Anyway, I tried the 64-key sample. Results are slightly better.
Yoav
On Feb 1, 2015, at 7:36 PM, Yaron Sheffer <[email protected]> wrote:
Hi Yoav,
This is good, but I'm not sure if it's good enough. The ratio between min and max (which
I trust more than the "mean +/- 3s" rule, because this is not a normal
distribution) is consistently around 4. So if you have to design your timeouts on a
particular machine, you would still have a lot of uncertainty. For comparison, could you
try again with 64 replacing the 16 tries, and with lower bit lengths?
Thanks,
Yaron
On 02/01/2015 11:46 AM, Yoav Nir wrote:
And now it’s really attached.
On Feb 1, 2015, at 11:45 AM, Yoav Nir <[email protected]> wrote:
On Jan 31, 2015, at 12:35 AM, Yoav Nir <[email protected]> wrote:
On Jan 30, 2015, at 3:37 PM, Yaron Sheffer <[email protected]> wrote:
What I would suggest is: we give the client a single puzzle, and ask it to
return 16 different solutions. Indeed each puzzle then should be 16X easier.
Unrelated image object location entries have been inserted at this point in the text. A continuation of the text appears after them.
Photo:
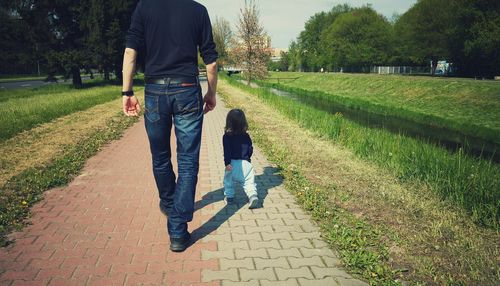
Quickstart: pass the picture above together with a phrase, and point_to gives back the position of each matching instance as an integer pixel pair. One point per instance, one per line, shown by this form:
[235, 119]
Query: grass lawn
[64, 127]
[23, 109]
[386, 229]
[10, 78]
[472, 107]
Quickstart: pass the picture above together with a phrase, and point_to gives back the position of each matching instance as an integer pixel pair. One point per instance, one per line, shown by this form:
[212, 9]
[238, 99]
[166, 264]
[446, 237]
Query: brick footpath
[105, 228]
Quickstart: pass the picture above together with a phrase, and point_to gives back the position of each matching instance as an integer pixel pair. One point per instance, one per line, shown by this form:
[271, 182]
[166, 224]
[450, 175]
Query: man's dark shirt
[237, 147]
[171, 31]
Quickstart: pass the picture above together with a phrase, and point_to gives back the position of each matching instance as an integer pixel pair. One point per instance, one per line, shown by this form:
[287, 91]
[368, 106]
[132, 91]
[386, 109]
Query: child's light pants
[242, 173]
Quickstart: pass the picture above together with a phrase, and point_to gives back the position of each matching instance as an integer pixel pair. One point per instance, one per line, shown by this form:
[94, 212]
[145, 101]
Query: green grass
[25, 189]
[471, 107]
[360, 246]
[11, 78]
[471, 183]
[23, 109]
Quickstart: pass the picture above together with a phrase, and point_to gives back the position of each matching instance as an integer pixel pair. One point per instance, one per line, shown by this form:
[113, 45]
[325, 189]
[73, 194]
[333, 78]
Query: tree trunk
[77, 79]
[118, 73]
[433, 66]
[106, 74]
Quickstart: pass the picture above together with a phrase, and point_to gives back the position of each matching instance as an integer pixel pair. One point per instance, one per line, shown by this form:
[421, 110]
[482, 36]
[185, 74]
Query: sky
[284, 19]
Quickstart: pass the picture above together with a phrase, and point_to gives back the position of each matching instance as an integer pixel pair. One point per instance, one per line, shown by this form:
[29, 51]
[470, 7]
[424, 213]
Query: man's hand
[131, 106]
[210, 102]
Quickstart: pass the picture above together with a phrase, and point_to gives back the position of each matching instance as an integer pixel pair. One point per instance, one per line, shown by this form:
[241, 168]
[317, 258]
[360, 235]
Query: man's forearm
[212, 78]
[129, 60]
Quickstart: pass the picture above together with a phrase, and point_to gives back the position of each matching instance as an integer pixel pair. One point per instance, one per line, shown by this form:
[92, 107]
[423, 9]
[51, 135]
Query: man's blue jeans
[183, 106]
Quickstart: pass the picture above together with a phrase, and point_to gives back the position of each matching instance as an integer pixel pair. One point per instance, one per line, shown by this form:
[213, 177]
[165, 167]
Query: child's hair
[236, 122]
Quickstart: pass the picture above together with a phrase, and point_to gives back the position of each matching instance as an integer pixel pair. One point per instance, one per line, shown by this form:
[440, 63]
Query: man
[171, 32]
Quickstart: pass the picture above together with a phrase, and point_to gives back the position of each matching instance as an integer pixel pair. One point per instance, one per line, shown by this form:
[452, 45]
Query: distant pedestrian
[238, 152]
[172, 32]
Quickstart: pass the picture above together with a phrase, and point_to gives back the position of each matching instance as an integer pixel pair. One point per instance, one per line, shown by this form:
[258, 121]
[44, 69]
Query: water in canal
[449, 139]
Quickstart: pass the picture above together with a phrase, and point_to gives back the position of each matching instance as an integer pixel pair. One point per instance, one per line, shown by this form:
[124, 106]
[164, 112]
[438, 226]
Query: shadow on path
[269, 179]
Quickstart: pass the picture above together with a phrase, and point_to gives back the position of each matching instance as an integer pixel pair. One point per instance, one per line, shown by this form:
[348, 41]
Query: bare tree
[251, 50]
[222, 38]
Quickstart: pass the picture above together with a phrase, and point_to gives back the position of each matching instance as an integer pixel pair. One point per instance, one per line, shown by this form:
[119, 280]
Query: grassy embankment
[46, 135]
[403, 223]
[471, 107]
[468, 182]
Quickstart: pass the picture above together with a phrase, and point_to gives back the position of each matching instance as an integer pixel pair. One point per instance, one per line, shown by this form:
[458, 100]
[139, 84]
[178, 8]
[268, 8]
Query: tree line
[465, 33]
[64, 36]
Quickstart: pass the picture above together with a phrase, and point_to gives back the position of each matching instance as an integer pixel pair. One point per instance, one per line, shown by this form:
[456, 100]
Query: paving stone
[302, 235]
[272, 236]
[309, 227]
[228, 230]
[323, 252]
[113, 219]
[311, 261]
[242, 253]
[322, 272]
[303, 272]
[318, 243]
[235, 223]
[254, 229]
[271, 222]
[331, 261]
[246, 263]
[207, 255]
[303, 243]
[289, 282]
[292, 252]
[246, 237]
[260, 216]
[287, 228]
[261, 274]
[217, 237]
[328, 281]
[247, 283]
[350, 282]
[264, 244]
[211, 275]
[232, 245]
[261, 263]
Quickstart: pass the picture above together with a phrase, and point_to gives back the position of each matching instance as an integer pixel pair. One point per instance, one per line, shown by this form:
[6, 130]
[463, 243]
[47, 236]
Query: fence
[400, 70]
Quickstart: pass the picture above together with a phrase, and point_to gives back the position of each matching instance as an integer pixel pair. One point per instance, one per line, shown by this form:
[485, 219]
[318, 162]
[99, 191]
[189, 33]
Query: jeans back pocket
[151, 110]
[189, 102]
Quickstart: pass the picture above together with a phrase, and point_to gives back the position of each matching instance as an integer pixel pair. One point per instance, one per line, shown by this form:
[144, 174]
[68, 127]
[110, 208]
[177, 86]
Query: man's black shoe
[180, 244]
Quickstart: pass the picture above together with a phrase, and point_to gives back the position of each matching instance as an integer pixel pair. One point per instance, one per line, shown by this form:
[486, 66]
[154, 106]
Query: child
[238, 150]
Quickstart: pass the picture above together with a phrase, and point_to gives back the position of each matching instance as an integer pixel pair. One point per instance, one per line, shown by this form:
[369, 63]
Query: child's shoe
[253, 202]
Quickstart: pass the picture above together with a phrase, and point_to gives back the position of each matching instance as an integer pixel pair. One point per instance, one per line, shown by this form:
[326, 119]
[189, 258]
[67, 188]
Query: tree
[358, 38]
[222, 38]
[252, 47]
[105, 24]
[424, 31]
[311, 42]
[475, 37]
The nice thing is, the server should only check *one* of them, at random. The
client would still need to solve all of them because it doesn't want to risk
the exchange being rejected because some solutions are invalid (the game theory
is probably more complex than that, but I think what I'm saying is still close
to the truth).
So: the client does the same amount of work, the server does the same amount of
work, but the client run-time is still much more deterministic.
<snip />
Note that these are still single core results, and most laptops can do twice or
four times as much. Now, I know that what I SHOULD be doing is to randomly
generate 100 “cookies” and then calculate the times for different bit lengths
for each of them, and then calculate mean and standard deviation. But just by
looking, it looks like it’s much closer to what we want. 16 bits would be a
fine puzzle level for my laptop. No idea about a phone, although I could try to
compile this and run it on an ARM-based appliance, which should match phones.
OK. Now I have done it right. See attached. The data suggests that 15 or 16
bits is the level of puzzle that for this kind of hardware is challenging but
not too onerous. Add another bit if we assume (probably correctly) that the
vast majority of laptops have dual cores at least.
I would like to run a similar test on an ARM processor, though. The
capabilities of phones and tablets are all over the place, what with different
versions of ARM processors and devices having anything from dual to octo-core,
but it would be nice to get ballpark figures.